Although the results indicate that chronic exposure to cell phone radiation can disrupt the fetal brain in mice, it’s unclear whether the same holds true for people. “The paper is an interesting paper. There are no two ways around that,” says Nora Volkow, director of the National Institute on Drug Abuse in Bethesda, Md., who has studied the effects of cell phone radiation. “The issue is, ultimately, what is the significance to humans?”
In the study, reproductive endocrinologist Hugh Taylor of Yale School of Medicine and colleagues rigged up bare-bones cell phones (not smart phones) to pregnant mice’s cages. Half the phones were actively receiving a call on mute for the entirety of the mice’s pregnancies, which last about 17 days. The other phones were inactive.

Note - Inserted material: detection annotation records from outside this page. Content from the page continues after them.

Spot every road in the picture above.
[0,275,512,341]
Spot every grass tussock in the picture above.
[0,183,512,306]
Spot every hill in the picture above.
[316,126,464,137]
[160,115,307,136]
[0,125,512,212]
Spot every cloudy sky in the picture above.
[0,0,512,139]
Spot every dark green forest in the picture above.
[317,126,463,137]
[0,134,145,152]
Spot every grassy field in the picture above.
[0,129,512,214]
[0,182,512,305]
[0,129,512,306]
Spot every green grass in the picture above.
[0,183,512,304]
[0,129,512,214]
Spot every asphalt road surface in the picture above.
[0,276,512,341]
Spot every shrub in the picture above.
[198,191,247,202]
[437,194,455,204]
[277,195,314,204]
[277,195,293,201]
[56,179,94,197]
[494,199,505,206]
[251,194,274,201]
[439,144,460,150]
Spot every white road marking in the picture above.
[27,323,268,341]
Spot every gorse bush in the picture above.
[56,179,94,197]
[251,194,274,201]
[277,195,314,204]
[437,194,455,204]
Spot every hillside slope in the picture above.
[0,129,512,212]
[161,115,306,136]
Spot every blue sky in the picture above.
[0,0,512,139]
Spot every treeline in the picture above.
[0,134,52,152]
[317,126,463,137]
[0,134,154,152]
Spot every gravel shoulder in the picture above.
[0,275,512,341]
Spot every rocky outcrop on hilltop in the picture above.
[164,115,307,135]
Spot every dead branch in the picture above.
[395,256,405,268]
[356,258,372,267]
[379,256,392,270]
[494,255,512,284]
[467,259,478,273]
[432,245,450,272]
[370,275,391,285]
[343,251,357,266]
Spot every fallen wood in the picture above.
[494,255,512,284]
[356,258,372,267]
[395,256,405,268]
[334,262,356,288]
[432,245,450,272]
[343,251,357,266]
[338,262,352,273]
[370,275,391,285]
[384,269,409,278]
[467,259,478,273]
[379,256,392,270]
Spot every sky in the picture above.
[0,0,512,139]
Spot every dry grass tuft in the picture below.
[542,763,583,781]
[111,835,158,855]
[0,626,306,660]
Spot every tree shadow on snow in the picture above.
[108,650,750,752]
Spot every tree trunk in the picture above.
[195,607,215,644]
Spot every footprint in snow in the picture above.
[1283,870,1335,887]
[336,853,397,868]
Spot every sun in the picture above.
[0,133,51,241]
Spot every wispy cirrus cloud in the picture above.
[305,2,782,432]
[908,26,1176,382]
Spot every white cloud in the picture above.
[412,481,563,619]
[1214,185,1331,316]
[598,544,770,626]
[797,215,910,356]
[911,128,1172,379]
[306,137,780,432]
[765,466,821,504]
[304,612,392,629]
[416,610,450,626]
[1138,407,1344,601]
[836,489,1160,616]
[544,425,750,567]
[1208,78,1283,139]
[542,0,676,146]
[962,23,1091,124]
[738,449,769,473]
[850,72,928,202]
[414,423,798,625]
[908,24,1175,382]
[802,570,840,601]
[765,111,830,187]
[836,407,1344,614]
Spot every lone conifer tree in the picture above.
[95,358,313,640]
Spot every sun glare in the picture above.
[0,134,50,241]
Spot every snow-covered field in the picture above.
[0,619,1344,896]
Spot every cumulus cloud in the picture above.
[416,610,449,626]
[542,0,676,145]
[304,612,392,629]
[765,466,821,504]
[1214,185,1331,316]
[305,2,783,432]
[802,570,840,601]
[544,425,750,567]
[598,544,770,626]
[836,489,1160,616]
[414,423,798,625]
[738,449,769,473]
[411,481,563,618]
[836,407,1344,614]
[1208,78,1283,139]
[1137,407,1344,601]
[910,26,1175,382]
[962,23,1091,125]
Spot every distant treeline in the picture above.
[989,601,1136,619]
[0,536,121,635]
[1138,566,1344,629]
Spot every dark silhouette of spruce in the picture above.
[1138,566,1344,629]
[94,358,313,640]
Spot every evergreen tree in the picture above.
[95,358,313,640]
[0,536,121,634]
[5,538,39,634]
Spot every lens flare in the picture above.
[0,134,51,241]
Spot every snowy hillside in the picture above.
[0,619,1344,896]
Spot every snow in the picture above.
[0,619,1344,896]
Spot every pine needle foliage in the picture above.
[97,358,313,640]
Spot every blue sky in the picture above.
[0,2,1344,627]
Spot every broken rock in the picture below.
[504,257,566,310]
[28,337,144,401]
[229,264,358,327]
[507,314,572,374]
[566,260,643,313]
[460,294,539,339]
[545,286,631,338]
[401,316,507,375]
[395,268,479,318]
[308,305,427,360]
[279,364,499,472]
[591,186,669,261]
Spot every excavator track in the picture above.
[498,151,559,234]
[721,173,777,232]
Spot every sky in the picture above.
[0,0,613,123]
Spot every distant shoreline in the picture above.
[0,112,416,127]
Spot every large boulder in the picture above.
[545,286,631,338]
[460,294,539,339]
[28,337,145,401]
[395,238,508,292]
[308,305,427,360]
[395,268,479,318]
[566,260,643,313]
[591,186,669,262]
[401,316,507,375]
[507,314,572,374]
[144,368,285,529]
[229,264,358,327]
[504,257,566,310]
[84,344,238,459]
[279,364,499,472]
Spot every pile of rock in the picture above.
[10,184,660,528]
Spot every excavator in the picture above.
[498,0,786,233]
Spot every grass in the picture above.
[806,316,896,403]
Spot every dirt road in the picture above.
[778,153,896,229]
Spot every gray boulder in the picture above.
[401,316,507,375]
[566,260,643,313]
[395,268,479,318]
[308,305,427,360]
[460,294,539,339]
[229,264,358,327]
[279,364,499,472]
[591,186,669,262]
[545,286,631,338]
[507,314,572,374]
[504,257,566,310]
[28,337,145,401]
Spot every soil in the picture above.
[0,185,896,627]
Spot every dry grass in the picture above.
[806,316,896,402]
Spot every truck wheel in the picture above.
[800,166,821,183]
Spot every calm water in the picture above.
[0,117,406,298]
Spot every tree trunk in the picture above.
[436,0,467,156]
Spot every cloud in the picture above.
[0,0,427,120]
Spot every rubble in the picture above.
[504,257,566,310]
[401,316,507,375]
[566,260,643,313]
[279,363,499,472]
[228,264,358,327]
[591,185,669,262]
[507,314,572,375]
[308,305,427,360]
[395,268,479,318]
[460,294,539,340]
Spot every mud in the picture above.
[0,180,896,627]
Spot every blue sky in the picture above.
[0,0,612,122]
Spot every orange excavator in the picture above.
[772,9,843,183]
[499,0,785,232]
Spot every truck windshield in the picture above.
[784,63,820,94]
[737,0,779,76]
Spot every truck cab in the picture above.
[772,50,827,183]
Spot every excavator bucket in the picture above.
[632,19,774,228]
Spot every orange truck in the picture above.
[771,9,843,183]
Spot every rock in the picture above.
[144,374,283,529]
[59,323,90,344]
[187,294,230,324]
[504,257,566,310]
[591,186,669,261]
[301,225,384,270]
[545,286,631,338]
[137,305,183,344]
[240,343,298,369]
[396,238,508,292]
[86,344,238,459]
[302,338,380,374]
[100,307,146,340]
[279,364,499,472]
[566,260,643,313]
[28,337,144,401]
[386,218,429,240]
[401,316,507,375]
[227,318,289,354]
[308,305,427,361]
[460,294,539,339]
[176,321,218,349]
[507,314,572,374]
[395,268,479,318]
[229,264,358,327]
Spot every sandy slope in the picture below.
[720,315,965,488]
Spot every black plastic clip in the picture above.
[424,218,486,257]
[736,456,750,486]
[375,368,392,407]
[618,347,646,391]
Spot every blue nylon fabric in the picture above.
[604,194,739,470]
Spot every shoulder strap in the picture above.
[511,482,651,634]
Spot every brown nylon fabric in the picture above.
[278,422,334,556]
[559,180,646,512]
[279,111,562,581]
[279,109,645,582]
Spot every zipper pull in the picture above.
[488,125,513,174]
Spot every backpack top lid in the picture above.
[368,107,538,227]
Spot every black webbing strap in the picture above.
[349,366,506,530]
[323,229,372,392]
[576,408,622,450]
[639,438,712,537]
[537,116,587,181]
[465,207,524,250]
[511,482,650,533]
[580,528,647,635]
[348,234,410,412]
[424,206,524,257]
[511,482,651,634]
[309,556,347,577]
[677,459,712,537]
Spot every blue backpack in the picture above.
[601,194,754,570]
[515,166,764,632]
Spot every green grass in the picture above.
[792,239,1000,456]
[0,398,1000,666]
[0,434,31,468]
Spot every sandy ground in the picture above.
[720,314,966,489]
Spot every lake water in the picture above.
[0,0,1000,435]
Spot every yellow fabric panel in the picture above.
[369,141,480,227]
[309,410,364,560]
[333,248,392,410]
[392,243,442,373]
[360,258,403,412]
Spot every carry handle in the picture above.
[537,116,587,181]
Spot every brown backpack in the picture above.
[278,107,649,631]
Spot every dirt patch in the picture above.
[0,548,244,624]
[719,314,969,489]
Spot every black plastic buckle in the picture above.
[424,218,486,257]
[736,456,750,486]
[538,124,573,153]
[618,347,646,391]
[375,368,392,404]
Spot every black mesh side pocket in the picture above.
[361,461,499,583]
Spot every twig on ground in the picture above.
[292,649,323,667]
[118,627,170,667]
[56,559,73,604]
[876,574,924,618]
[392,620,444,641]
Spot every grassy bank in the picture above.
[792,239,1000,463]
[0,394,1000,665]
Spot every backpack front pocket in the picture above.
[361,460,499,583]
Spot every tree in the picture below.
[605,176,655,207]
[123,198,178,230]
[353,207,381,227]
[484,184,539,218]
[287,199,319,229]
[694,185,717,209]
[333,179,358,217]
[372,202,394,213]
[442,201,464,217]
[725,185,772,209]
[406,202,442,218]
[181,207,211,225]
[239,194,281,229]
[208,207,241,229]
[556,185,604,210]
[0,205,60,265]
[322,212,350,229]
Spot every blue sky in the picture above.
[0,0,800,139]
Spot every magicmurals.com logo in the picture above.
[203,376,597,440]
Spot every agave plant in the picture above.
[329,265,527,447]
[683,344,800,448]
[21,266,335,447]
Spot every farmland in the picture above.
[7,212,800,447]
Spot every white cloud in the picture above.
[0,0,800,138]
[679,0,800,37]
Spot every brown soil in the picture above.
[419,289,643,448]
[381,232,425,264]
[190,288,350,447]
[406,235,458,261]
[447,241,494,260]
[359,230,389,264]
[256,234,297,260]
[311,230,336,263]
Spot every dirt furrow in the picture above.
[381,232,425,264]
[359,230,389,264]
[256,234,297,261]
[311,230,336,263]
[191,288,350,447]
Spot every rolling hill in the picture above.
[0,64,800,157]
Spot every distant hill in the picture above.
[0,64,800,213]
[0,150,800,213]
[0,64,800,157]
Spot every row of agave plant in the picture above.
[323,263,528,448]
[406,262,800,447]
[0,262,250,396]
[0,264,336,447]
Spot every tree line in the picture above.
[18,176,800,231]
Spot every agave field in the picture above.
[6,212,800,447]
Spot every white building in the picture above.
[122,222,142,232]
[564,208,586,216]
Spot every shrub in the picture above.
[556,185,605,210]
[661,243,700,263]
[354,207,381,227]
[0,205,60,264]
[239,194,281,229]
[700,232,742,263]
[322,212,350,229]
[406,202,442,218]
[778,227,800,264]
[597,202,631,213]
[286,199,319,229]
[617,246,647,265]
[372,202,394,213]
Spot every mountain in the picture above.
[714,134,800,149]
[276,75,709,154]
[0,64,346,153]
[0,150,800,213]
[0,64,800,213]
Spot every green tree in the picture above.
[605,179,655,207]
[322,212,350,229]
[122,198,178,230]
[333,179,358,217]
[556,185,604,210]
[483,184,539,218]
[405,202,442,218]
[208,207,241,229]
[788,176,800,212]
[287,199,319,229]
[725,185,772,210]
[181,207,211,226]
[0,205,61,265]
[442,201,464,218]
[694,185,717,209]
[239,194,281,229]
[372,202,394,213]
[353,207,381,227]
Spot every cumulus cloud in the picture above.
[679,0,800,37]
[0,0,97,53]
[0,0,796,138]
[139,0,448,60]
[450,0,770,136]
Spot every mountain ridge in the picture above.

On average, offspring from the mothers exposed to cell phone radiation performed worse on a memory test, moved around more, and were less anxious than mice who were not exposed to cell phone radiation. Nerve cell signaling in the prefrontal cortex — a brain region that, in humans, sits behind the forehead and has been implicated in many mental disorders — was also dampened in exposed mice.
In the report, Taylor and his colleagues suggest that these behavioral and brain deficits are similar to those seen in people with attention-deficit/hyperactivity disorder, and speculate that increased cell phone use could explain an increase in ADHD in children.
Other scientists disagree. “To blame the increase in ADHD on mobile phones, that is premature,” says cognitive neuroscientist and ADHD researcher Katya Rubia of King’s College London, who says that such a claim is alarmist and unjustified. The behavioral deficits of the mice are very different from the behavioral symptoms seen in people with ADHD, she says.
Mouse fetuses in the experiment were between 4.5 and 22.3 centimeters from the phone at all times — creating a different exposure than what a human fetus would receive. And Volkow notes that human fetuses have more protective amniotic fluid around them. “The exposures were too high and too intense to be translated to humans,” she says.
So far, other research has hinted at a possible link between pregnant women who used cell phones frequently and behavioral problems in their children. Two studies, led by epidemiologist Hozefa Divan, who conducted the research at UCLA and at the University of Southern California in Los Angeles, found such an association. But more studies are needed, he says. “There’s still a lack of really solid evidence one way or the other.”
In the meantime, the researchers agree that pregnant women should avoid carrying a cell phone near the abdomen. “I don’t want to sensationalize this or cause panic, but I think it’s worth being cautious,” Taylor says.